Ruth came later in the day, her face paler than Mark had ever seen it. She sat down beside him and took his hand, trying to smile. She said: “I’m sorry about what happened. I owe you so much. If you hadn’t been there …”
“It was Bronco,” Mark interrupted. “All I did was to get myself stuck with a knife. I’m not much good without Bronco.”
“Oh, Mark, it isn’t true,” s
he assured. “You’re good for an awful lot. Pa says if it wasn’t for Curtis, you’d …” She stopped and drew her hand from Mark’s. “Pa went home this morning. The cow’s got to be milked and the chickens fed. Everybody thinks the trouble’s over with here in the valley. The Indians will head for the mountains now that the soldiers are after them.”

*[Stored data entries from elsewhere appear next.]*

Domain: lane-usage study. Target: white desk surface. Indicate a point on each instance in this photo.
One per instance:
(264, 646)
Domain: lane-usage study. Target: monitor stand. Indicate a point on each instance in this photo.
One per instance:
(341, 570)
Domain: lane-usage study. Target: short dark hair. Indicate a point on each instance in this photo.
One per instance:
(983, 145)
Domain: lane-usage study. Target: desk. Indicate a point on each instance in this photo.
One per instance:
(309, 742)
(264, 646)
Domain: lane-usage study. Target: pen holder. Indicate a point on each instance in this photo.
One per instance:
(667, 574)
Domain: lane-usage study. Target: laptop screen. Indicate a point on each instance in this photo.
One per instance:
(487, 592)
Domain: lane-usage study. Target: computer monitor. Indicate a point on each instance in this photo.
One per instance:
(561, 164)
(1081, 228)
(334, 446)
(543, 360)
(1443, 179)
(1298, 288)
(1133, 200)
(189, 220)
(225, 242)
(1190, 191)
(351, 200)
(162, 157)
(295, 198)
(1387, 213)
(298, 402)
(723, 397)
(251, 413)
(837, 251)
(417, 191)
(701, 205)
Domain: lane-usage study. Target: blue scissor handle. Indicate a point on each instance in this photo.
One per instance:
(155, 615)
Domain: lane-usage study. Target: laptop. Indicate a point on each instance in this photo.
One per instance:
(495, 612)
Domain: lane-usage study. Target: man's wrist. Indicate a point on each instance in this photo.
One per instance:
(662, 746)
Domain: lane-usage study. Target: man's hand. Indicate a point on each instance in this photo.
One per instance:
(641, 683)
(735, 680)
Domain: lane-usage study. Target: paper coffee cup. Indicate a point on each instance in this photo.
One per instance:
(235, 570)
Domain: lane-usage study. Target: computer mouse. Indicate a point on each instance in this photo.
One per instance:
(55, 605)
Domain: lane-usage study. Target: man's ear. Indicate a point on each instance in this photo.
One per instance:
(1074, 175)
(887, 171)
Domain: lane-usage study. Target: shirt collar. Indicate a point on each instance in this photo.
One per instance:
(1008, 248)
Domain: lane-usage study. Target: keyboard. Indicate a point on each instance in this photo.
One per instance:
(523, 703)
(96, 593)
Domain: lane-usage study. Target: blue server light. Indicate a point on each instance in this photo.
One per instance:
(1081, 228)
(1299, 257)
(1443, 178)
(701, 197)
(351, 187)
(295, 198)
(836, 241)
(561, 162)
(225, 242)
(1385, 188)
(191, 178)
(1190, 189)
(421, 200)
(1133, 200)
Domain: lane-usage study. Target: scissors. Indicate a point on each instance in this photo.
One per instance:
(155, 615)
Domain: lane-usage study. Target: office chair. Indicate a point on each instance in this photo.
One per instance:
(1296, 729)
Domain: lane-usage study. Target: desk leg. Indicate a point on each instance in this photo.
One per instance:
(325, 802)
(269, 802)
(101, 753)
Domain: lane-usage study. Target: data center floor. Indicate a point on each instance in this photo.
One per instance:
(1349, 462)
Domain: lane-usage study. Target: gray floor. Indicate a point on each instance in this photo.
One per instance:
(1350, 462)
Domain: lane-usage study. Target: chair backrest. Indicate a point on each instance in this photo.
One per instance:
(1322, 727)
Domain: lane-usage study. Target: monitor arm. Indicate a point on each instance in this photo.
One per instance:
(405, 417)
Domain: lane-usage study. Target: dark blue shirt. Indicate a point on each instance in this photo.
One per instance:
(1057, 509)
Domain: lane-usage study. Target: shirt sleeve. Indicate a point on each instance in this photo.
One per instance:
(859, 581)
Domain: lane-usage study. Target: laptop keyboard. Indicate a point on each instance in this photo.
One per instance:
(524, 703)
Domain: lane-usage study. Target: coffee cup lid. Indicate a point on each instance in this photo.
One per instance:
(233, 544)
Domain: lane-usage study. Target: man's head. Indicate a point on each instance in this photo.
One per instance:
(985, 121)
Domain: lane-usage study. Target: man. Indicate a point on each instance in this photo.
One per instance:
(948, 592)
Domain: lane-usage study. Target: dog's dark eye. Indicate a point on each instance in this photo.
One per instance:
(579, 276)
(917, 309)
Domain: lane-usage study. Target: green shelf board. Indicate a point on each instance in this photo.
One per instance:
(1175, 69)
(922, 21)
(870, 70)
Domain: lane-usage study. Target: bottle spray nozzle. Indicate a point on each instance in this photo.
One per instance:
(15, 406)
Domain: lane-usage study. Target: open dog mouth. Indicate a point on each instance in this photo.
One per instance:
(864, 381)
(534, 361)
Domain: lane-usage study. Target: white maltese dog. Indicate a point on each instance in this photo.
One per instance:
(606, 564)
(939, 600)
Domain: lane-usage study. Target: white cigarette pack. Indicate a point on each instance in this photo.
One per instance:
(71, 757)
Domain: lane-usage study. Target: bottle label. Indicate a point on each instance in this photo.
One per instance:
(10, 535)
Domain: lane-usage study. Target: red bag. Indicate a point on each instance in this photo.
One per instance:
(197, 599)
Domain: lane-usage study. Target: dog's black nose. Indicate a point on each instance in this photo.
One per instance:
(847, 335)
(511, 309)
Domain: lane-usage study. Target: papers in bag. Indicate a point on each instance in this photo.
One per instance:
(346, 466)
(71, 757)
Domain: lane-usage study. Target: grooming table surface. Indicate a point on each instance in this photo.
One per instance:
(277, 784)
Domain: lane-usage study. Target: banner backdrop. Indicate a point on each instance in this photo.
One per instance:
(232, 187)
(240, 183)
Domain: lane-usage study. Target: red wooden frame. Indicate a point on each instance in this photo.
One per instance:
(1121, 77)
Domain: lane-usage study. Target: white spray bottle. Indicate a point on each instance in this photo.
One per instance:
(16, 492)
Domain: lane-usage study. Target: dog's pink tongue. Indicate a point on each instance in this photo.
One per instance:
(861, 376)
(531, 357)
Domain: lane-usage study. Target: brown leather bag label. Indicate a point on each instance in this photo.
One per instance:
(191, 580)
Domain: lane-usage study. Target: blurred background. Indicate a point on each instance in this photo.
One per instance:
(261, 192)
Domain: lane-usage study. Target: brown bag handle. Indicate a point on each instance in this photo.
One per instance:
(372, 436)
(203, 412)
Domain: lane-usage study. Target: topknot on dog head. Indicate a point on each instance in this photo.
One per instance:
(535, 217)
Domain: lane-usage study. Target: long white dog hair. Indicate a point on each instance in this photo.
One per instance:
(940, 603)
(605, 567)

Mark lay there, looking at her and thinking how much he loved her. Maybe she would laugh at him if he told her. She had a right to. He had nothing to offer her. But if he got over this, he would ask her to marry him whether he had anything to offer or not.
He thought how much he had changed in the last year, changed because he had to. As his father used to say, it was root hog or die. He wasn’t twenty yet, but he was a man. At least he felt like one. He wasn’t afraid any more. Not of the country or his future or anything, really.
For a long time Ruth sat there, staring at her hands, which were folded on her lap. Presently she said: “As soon as you get well enough to be moved, we’ll have you brought to our place and I’ll nurse you. You’ll get well, Mark, but you won’t if you go back to the Cross Seven. Curtis will work you to death.”
He didn’t argue with her. There was too much truth in what she had just said. Bronco had little patience with weakness of any kind, regardless of the cause of the weakness. It was all the more wonder that Bronco had ever put up with him in the first place. But that had been different. No, it wouldn’t do for him to go back to Cross Seven and stay in bed, and he couldn’t stay here.
Finally he said: “You’re good, Ruth. Awfully good.”
She bowed her head, refusing to look at him. She said: “I’m sorry about the way I treated you yesterday. I didn’t understand. I’m not trying to excuse myself. It was just that I thought you’d come back to see us, and you never did. I guess I was kind of disappointed.”
“I wanted to come,” he said, “but it might have got your dad into trouble, him feeling the way he does about Bronco.”